Queste cose ve le ho dette in modo velato, ma viene l’ora in cui non vi parlerò più in modo velato e apertamente vi parlerò del Padre. In quel giorno chiederete nel mio nome e non vi dico che pregherò il Padre per voi: il Padre stesso infatti vi ama, perché voi avete amato me e avete creduto che io sono uscito da Dio.
Sono uscito dal Padre e sono venuto nel mondo; ora lascio di nuovo il mondo e vado al Padre».

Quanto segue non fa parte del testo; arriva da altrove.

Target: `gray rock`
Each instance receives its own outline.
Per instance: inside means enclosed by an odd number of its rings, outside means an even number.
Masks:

At 18,23-28   Sal 46   Gv 16,23-28

Chi non chiede Dio stesso a Dio, ancora non ha chiesto niente. Elimina da me tutto quello che ostacola la mia rassegnazione alla tua totale donazione. Dammi il tuo Respiro. Dammi il tuo cuore. Dimora in me e fammi dimorare in te. Nelle tempeste della vita dammi di radicarmi in te. Nelle gioie della vita fammi gustare la tua presenza in ogni sorriso. Nella notte fammi vedere la tua luce, fammi essere la tua luce.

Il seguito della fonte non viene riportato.